Potential NBI encoding error

NBI Background

The National Bridge Inventory (NBI) is a program of the Federal Highway Administration which is an agency within the U.S Department of Transportation. The NBI makes available records and statistics about all the bridges in the United States which includes information about bridge location, integrity, inspection history and usage.

Potential encoding discrepancy

As a side project I have been working on creating a more exhaustive Python package for parsing NBI data. This is mainly focused on decoding the numerical representations present in data files to their semantic meanings specified in the NBI documentation.

I ran into errors when trying to decode the state code fields, which based on the available documentation uses the coding table below.

The documentation states the state code will contain three digits, but a quick check of the csv file I was using revealed most state codes had at most 2 digits.

I wanted to see if this might be true in more files hosted by NBI and so I quickly threw together a Python script to test if this two digit encoding was present in other csv files.

The script just looks to see if what is stored in the state code field of a csv file matches any code in the documentation. The results from three files are below.

Delim file tests 
================
1995.txt: 0 matches and 680662 mismatches
2000.txt: 0 matches and 691060 mismatches
2019HwyBridgesDelimitedAllStates.txt: 0 matches and 617085 mismatches

No state codes in these three files matched the codes from the documentation. However NBI also provides undelimited files, which I believe was the original format as the documentation implies this encoding. Since there is no delimiter, state code is defined as the first three digits in a line.

Undelim file tests 
==================
WI19.txt: 14249 matches and 0 mismatches
WY19.txt: 0 matches and 3114 mismatches
MT19.txt: 5278 matches and 0 mismatches
NC19.txt: 18407 matches and 0 mismatches
WV19.txt: 7291 matches and 0 mismatches
ND19.txt: 4329 matches and 0 mismatches
al95.txt: 16576 matches and 0 mismatches
ak95.txt: 1451 matches and 0 mismatches

Except for WY19, state codes match.

There is another later (but undated) piece of documentation titled Specification for the National Bridge Inventory Bridge Elements which includes a different encoding for state codes which is shown below.

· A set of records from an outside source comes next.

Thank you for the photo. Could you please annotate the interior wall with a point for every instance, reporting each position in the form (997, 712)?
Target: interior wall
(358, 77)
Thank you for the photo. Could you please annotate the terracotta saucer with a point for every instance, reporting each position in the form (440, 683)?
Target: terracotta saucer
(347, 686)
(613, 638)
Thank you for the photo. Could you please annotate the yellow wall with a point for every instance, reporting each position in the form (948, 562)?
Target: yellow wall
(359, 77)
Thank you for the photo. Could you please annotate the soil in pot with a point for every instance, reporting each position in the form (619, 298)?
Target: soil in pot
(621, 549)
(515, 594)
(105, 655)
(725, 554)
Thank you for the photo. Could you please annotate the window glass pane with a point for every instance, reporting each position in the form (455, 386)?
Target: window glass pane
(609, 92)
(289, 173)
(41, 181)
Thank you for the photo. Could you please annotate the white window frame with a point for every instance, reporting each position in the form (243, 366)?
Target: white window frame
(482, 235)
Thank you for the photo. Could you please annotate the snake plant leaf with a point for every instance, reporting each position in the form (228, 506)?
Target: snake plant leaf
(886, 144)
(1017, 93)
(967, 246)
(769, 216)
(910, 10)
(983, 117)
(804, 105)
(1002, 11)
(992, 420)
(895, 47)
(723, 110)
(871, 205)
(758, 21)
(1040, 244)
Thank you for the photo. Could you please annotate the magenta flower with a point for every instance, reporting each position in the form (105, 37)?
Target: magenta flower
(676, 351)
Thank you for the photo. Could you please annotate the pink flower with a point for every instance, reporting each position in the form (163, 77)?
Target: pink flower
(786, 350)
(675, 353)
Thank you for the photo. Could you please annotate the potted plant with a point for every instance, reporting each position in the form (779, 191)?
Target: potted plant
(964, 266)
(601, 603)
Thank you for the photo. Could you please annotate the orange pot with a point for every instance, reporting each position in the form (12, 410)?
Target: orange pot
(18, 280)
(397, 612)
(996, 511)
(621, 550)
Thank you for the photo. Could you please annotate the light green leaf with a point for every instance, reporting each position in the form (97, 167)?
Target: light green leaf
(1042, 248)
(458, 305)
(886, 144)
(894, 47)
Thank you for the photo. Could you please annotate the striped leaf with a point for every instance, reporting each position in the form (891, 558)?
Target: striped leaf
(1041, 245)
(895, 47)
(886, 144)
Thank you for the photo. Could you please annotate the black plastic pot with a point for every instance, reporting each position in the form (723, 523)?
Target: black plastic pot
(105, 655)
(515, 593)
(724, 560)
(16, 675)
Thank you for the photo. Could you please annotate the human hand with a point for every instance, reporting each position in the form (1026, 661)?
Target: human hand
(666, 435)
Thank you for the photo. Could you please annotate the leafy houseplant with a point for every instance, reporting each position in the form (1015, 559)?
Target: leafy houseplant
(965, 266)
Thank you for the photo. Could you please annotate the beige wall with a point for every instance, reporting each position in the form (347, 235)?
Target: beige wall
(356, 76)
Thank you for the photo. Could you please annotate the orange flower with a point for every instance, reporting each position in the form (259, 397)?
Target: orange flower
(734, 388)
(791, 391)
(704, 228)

These encodings seem to match better if you do not consider leading zeros, but they will not work for undelimited files.

Based on these antidotal results, it looks like there could have been an undocumented change in encoding schemes when files where made available in csv format, or a bug in the code used to do the conversion.

Who cares? Is this a problem?

This is in all likelihood not a big deal, but I am a nerd and spent an hour or two looking into it. This is likely just a case of a lack of documentation of small change in encoding practices. However, this data is used by researchers and regulators to understand the state of America’s infrastructure and therefore its representation should be as accurate and true to reality as possible. So at the very least I think it iw worth thinking about.

Update

I got a very timely response from Samantha Lubkin at the FHWA relating to the state encodings.

The State Code as defined in the NBI Coding Guide includes a 3rd digit that is currently obsolete.  
That digit is omitted from the delimited file, and can be ignored in the 
nondelimited file.  Aside from that 3rd digit, the codes are identical between 
the SNBIBE and the NBI Coding Guide.  (And both are based on FIPS.)  Whether 
this kind of logic exists for other fields, I can’t say.  
But yes, the NBI Coding Guide is the appropriate reference for 
both delimited and nondelimited NBI files.

Looks like it was a one-ff thing with just state codes. Thanks again Samantha!